Die Nummerierung der Klavierkonzerte Beethovens ist etwas irritierend. Eine frühe Fassung des Klavierkonzerts in C-Dur wird bereits auf 1795 datiert – Beethoven hatte es bei seinem ersten öffentlichen Auftritt in Wien am 29. März 1795 im Rahmen einer “Akademie” gespielt. Nach zahlreichen Bearbeitungen kam es schließlich zur Uraufführung am 2. April 1800 in Wien, bei der Beethoven den Klavierpart wiederum selbst spielte. Und erst gab er es 1801 als Klavierkonzert Nr. 1 in C-Dur op. 15 in Druck, obwohl in der Zwischenzeit längst das Klavierkonzert in B-Dur fertig war, das dann als Nr. 2 bezeichnet wurde. Auch wenn Beethoven selbst es in einem Brief vom 22. April 1801 an Breitkopf & Härtel als “nicht eines seiner besten Werke der Gattung” herunterspielt, weist das C-Dur-Konzert bei aller Nähe zu den klassischen Vorbildern Mozart und Haydn doch schon Beethovens eigenen Gestaltungswillen auf. Allein die Tonartenwechsel und kunstvollen, kaum nachvollziehbaren Modulationen in der Orchesterexposition lassen aufhorchen, bevor, mit schwebender Leichtigkeit, fast im Mozart’schen Duktus das Soloinstrument einsetzt.
Die Popularität Beethovens begründete sich zunächst auf seinen Ruf als außergewöhnlicher Pianist, den er bei zahlreichen Konzerten in den Wiener Salons unter Beweis stellte. Seine Klavierkonzerte, zum eigenen Gebrauch bestimmt, spiegeln denn auch die pianistische Raffinesse wider, mit der Beethoven zu brillieren wusste. Diese nachzuvollziehen, zumal in den von ihm vorgegebenen Tempi, fordert nachfolgende Generationen von Pianisten bis heute aufs Äußerste.
Zeit seines Lebens beschäftigt sich Rudolf Buchbinder mit dem Klavierwerk Beethovens. Bereits mit elf Jahren bewältigte er als damals jüngster Klavierstudent der heutigen Wiener Universität für Musik das C-Dur-Konzert op. 15 im Abstand nur weniger Wochen gleich zweimal hintereinander. Aber so oft er das Werk im Laufe seiner Karriere auch gespielt haben mag – so etwas wie Routine ließ und lässt er dabei nicht zu. Stets aufs Neue studiert er die verschiedenen Partituren und Handschriften seiner umfangreichen Sammlung. Wie sehr Buchbinder dabei ins Detail geht, zeigt beispielsweise die Kadenz am Ende des ersten Satzes. Beethoven, der seine Kadenzen bei den Aufführungen improvisierte, hatte sie erst später aufgeschrieben. Von dieser nun sind drei Fassungen überliefert: eine fragmentarische, die nach 60 Takten abbricht, dann eine kurze und schließlich eine längere, genauer ausgearbeitete, die zumeist in den Konzerten gespielt wird. Auf der Suche nach einer für ihn gültigen Fassung nun entschied sich Rudolf Buchbinder für eine Synthese aus der fragmentarischen und einzelnen Takten der anderen beiden Kadenzen. Auch Fragen der richtigen Tempogestaltung etwa des Mittelsatzes, des Largo, nimmt Rudolf Buchbinder extrem genau, um, ganz im Sinne des Komponisten, zu vermeiden, dass er zu langsam gespielt wird.
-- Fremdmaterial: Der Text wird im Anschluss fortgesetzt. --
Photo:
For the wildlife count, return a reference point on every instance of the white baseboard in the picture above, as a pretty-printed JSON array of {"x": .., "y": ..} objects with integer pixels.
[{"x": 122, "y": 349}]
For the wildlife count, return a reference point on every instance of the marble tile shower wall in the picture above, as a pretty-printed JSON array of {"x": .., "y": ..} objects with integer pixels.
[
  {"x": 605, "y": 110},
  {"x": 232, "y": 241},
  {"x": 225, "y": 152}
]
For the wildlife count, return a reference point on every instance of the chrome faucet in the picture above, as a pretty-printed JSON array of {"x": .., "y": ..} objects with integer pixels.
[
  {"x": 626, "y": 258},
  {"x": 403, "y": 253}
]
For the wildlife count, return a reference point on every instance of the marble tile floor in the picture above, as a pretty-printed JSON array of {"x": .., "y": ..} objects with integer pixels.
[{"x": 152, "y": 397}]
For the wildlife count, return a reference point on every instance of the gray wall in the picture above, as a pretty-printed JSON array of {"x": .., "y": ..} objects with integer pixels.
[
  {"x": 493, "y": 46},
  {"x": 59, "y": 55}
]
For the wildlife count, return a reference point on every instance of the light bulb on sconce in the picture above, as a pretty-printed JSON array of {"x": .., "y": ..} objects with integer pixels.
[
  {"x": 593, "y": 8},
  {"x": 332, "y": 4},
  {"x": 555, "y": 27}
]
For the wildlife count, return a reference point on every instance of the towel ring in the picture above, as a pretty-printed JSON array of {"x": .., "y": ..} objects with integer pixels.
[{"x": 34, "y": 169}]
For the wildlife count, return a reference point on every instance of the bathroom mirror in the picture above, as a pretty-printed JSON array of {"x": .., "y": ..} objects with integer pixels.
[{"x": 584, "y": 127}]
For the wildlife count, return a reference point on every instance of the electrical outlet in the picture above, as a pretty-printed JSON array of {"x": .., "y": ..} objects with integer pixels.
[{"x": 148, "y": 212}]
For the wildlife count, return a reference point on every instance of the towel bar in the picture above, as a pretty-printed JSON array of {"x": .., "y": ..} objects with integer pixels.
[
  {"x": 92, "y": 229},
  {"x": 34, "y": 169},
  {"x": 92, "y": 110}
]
Das zweite Album Rudolf Buchbinders seit der Unterzeichnung seines Exklusiv-Vertrages mit der Deutschen Grammophon ist zugleich das erste gemeinsame mit seinem langjährigen Freund, dem Dirigenten Christian Thielemann am Pult der Berliner Philharmoniker.
Ergänzt wird der Livemitschnitt von 2016 durch die “
Sechs Variationen für Klavier für ein eigenes Thema in F-Dur” op. 34, die Rudolf Buchbinder im August 2019 im Zusammenhang mit der Produktion des bereits veröffentlichten und inzwischen sehr erfolgreichen “
Diabelli-Projekts” aufnahm. Es war übrigens der erste der rund 25 Variationszyklen Beethovens, den der Komponist mit einer Opus-Zahl versah.